Sabbath Reviews: The Midnight Meat Train (2008)
Directed By: Ryuhei Kitamura
Written By: Jeff Buhler (Screenplay), Clive Barker (Short Story)
This is one of those films whose names kept cropping up on internet sites and I kept making a mental note to check out. It took me two years of making that mental note to finally sit down and watch it, and you know what? I wish I had a lot sooner.
Meat Train hit some snags on its way to release, originally being slated for a May release that got pushed back to August. Most of the marketing was done online and in the end it only got screened at 100 theaters, which is just a shame. This film deserved better than that and instead it largely went unnoticed, which is why I feel the need to bring it to the public’s attention.

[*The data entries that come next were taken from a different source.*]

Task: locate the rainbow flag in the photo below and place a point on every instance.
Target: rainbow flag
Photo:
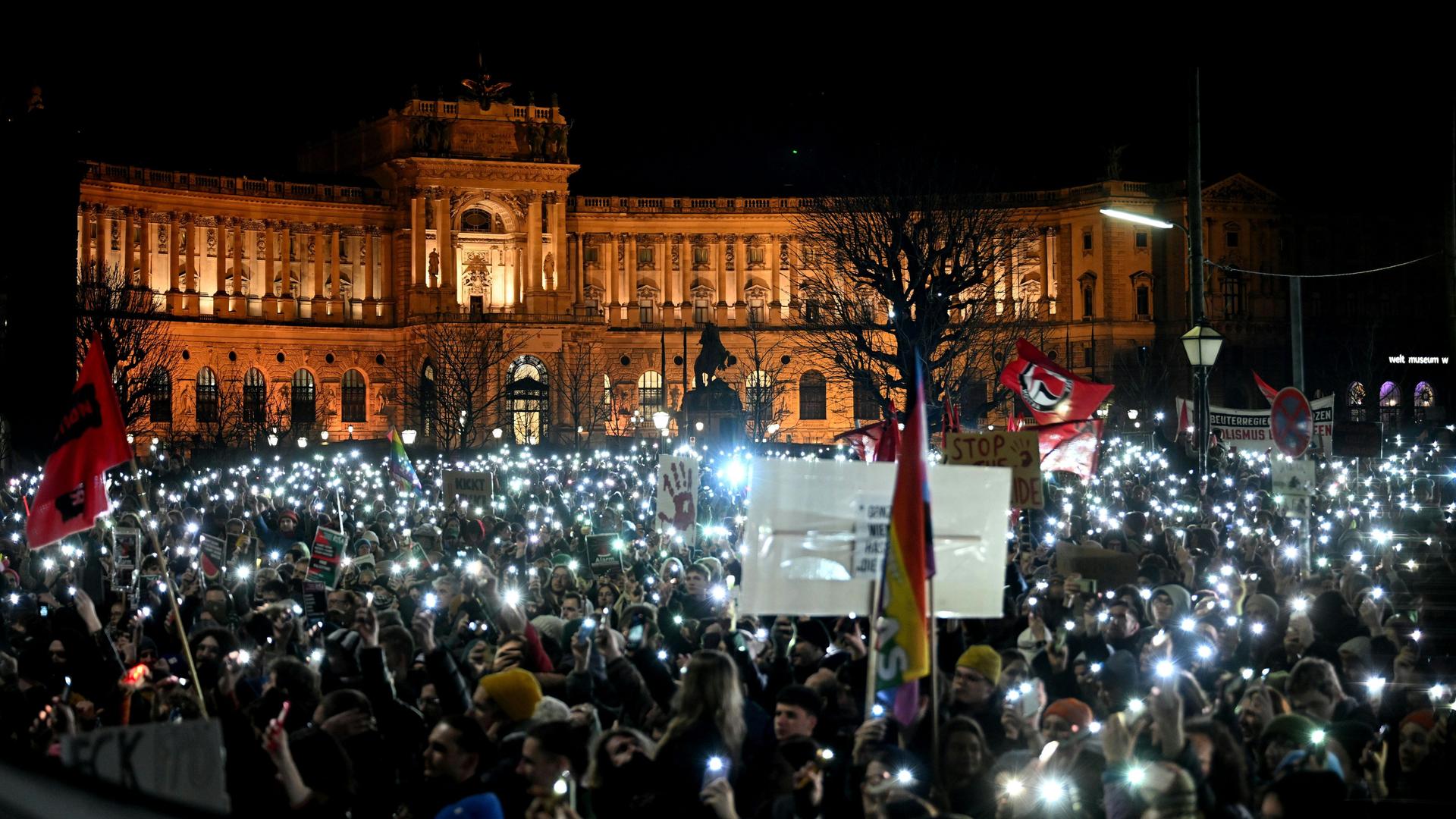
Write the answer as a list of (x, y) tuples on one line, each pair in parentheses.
[(905, 637), (400, 465)]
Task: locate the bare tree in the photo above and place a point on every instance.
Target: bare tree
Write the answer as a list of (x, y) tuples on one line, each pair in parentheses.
[(764, 373), (905, 265), (450, 379), (582, 388), (134, 333)]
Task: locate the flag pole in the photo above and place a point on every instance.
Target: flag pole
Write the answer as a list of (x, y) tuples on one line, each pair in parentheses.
[(172, 589), (874, 646)]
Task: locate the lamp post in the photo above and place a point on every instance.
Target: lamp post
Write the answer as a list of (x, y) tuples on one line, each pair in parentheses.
[(1201, 344)]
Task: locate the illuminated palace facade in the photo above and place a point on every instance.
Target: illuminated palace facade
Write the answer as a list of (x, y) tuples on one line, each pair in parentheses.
[(460, 212)]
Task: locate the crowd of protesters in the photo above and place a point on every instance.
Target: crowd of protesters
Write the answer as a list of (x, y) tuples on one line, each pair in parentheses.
[(555, 656)]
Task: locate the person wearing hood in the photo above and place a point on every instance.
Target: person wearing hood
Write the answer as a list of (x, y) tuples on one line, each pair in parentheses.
[(1169, 605)]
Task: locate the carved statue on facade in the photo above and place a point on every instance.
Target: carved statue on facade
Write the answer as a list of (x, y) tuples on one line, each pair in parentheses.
[(711, 359)]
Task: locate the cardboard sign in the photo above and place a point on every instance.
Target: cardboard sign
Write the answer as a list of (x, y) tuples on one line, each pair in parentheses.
[(473, 490), (1018, 450), (181, 763), (1359, 439), (1107, 567), (799, 541), (213, 554), (677, 482), (327, 550)]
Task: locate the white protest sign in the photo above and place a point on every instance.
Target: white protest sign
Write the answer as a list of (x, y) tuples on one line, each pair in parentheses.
[(799, 544), (677, 482), (181, 763)]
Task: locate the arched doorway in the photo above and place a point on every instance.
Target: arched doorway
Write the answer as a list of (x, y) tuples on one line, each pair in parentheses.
[(529, 400)]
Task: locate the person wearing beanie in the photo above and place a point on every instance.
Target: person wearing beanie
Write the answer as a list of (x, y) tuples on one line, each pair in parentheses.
[(1066, 719), (1283, 735), (1169, 605), (504, 700), (974, 694)]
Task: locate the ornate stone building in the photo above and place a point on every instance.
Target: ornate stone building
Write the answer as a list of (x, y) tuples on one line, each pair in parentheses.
[(308, 297)]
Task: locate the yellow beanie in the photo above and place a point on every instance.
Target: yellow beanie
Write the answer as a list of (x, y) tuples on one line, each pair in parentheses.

The film centers around two men: one, a quiet, suit-wearing Vinnie Jones (character name: Mahogany) who rides the subway train at night and waits until the cars are all but empty. At that moment he calmly picks his tools out of his bag, approaches the last remaining person (or people) on the train and bludgeons the ever loving shit out of them. He butchers them like cattle and later on you find that this is apropos considering his profession as a meat butcher AND the fact that once the train pulls in, he dangles the body from meathooks (there is a reason but I will not spoil that for you). Jones steps outside of his normal character choice to play a silent man … in fact, he only has one sentence in the entire movie. Instead, his eyes do the talking and given that I normally don’t think of Vinnie Jones as a fantastic actor, I’ve got to give him props here.
On the other side of the coin is Leon (Bradley Cooper), a New York photographer who is struggling to capture something truly great. By truly great I mean something that means worth a lick to a stuck-up gallery owner who tells him he needs to capture the true heart of the city. As Leon finds out while interrupting a potential rape, the ‘true heart of the city’ is pictures of crime and fear. Through a twisted series of events, this leads him to growing ever closer to the Subway Butcher, who he simultaneously becomes obsessed with photographing, as well as exposing, putting himself and his girlfriend, Maya (Leslie Bibb) in dire straits.

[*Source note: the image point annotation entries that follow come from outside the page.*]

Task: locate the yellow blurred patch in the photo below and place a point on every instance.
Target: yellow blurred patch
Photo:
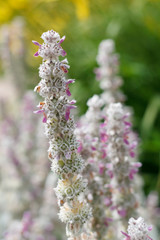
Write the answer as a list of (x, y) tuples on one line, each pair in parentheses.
[(18, 4), (82, 8)]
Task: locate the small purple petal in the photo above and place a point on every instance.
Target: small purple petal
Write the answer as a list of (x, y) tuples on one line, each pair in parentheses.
[(127, 123), (63, 53), (68, 92), (126, 235), (62, 39), (132, 154), (39, 111), (70, 81), (73, 102), (44, 119), (107, 201), (104, 153), (36, 54), (122, 212), (67, 115)]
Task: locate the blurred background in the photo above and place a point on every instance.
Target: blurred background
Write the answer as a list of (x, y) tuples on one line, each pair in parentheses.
[(135, 27)]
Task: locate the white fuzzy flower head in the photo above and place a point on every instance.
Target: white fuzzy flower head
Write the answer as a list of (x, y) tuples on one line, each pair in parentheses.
[(50, 36), (138, 229), (95, 102)]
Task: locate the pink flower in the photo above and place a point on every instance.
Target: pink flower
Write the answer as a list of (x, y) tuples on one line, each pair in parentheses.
[(126, 235), (122, 212), (68, 108), (38, 44)]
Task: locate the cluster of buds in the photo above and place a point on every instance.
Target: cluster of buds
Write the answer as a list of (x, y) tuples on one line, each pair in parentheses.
[(137, 230), (107, 72), (109, 146), (121, 147), (59, 128)]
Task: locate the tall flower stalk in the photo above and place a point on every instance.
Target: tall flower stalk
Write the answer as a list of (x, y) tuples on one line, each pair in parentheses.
[(103, 139), (59, 129)]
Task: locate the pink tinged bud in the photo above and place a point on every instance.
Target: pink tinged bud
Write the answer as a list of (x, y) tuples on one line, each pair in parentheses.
[(44, 118), (39, 111), (150, 228), (126, 141), (68, 108), (133, 145), (132, 154), (73, 102), (80, 148), (107, 220), (93, 148), (122, 212), (36, 43), (70, 81), (63, 53), (62, 40), (103, 137), (132, 173), (138, 164), (110, 173), (126, 235), (68, 155), (127, 123), (107, 202), (101, 168), (91, 161), (36, 54), (104, 155), (27, 222), (68, 92)]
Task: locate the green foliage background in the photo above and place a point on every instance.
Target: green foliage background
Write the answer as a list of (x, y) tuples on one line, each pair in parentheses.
[(135, 27)]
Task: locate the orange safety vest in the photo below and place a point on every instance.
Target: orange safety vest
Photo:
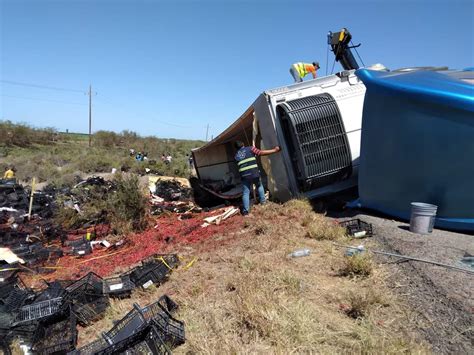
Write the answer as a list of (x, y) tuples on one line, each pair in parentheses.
[(301, 68)]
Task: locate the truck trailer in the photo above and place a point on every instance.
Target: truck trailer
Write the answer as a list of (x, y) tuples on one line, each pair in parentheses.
[(317, 123)]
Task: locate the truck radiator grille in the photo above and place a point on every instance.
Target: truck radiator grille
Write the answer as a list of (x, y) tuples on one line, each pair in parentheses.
[(317, 140)]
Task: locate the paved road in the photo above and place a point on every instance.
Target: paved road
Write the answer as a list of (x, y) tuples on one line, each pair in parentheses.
[(442, 298)]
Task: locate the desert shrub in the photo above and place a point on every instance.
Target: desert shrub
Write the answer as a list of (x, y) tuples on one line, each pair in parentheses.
[(357, 265), (322, 228), (22, 135), (95, 161), (359, 303), (106, 139), (127, 205)]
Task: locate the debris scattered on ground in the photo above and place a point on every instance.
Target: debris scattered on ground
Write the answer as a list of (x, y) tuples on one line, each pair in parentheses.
[(30, 315), (151, 329), (356, 228), (228, 212)]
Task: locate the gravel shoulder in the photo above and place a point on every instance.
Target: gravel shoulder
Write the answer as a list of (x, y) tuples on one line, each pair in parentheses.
[(443, 299)]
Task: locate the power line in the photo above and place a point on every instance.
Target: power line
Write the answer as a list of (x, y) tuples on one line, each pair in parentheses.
[(47, 100), (11, 82), (107, 101)]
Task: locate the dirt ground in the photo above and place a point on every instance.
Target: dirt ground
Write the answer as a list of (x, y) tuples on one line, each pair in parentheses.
[(443, 299)]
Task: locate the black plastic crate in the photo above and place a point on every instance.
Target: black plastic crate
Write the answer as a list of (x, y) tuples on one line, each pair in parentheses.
[(154, 270), (170, 305), (172, 329), (132, 323), (149, 274), (89, 284), (92, 348), (120, 286), (56, 335), (147, 341), (54, 290), (357, 228), (17, 297), (6, 287), (88, 312), (38, 310), (171, 260)]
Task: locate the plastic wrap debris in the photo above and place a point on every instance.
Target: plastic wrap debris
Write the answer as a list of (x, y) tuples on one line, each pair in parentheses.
[(10, 257), (228, 212)]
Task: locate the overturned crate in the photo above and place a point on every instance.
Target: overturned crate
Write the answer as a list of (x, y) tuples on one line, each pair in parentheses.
[(172, 329), (38, 310), (87, 298), (148, 340), (148, 330), (120, 286), (56, 335), (154, 270), (127, 326), (357, 228)]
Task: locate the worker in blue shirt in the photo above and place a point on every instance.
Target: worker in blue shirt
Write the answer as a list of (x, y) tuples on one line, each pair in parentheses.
[(249, 172)]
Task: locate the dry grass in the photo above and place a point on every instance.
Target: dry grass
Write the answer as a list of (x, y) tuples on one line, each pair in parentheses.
[(357, 265), (246, 296)]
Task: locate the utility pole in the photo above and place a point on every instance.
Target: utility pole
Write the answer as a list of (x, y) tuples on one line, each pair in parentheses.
[(90, 115)]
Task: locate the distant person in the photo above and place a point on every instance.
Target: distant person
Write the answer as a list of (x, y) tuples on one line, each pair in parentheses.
[(249, 172), (9, 173), (300, 70), (190, 160)]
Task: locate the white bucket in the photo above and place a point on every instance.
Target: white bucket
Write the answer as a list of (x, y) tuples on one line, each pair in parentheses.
[(422, 217)]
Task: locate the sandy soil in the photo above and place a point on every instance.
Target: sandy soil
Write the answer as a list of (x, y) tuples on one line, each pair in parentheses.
[(443, 298)]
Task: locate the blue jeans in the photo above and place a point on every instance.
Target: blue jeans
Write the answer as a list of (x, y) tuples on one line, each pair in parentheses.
[(294, 73), (246, 185)]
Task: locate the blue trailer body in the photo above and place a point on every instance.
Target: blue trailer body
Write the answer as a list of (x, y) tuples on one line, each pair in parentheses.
[(417, 144)]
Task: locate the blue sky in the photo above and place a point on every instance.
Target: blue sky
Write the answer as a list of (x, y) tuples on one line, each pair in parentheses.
[(169, 68)]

Of course, nobody believes Leon. When he tries to go to the cops, they treat him like a suspect. When he tells his girlfriend, she thinks he’s obsessing and she’s losing him. He’s spiraling out of control. The theme isn’t all that unique or unfamiliar, and to be honest some of the beats are pretty predictable but it didn’t matter to me. I wanted to see Leon’s confrontation with the Butcher.
By the end of the film, we get it and it’s fantastic. Kitamura’s big fight scene in a claustrophobic atmosphere is great and filled with tension. The tension only builds and builds and the release we get is anything but sweet.
The kills are always brutal and sometimes quick — but that’s okay, the real thrill of this movie isn’t in the copious amounts of blood. The one fight scene between Mahogany and Quinton “Rampage” Jackson’s characters shows Kitamura knows how to direct a fight (once again, emphasized by the final fight in the movie) but the best part is always in the release, specifically the secret you find out about Mahogany post-Rampage fight. Once again, I won’t spoil it for you.
There are a few things that are left unanswered and I had to look online for. Apparently, the answers are in the short story but didn’t transfer into the screenplay. A bit of an annoyance but ultimately something that can be overlooked. I do recommend looking online to figure out some of these missing pieces because they do complete things, but I don’t feel they detract from the film on a large level.
The Midnight Meat Train is largely about obsession and I suppose can be read as an allegory for the class system and how we are giving our lives to feed the elites — yeah, that subtext is definitely there. I think at one point when the train disembarks there’s a large, faded sign on the ground showing they are underneath City Hall. Memory’s fuzzy, but I thought it was cute. There’s more to support that theory but you’ll just have to watch the film and read online to figure out who Mahogany is and who they are. You’ll know who I’m talking about.
I know that Clive Barker’s name means a lot to some of your horrorphiles out there. Honestly, all he means to me is Hellraiser which I’ve only seen once and possibly not all of it ages ago so I don’t remember how it was. He’s the man responsible for the short story this is based on, so if that means something to you, kudos. I see a lot of reviewers saying this is Barker’s best work since Hellraiser (interesting since the short story was written in 1984 … guess it just got discovered). All I know is The Midnight Meat Train is one of those instances where I breathed a sigh of relief that the horror film I picked wasn’t a shit sandwich in gold wrapping.
It’s not perfect. The fact that some questions are left unanswered might be annoying to some who don’t like to do after-film homework, but it’s not on the same level of Donnie Darko. A trip to imDB can sort it out. Some events are predictable and fall in line with standard horror tropes. With that said, I still think this is worth checking out for people who know story trumps gore but know that doesn’t have to mean the absence of it. Enjoy.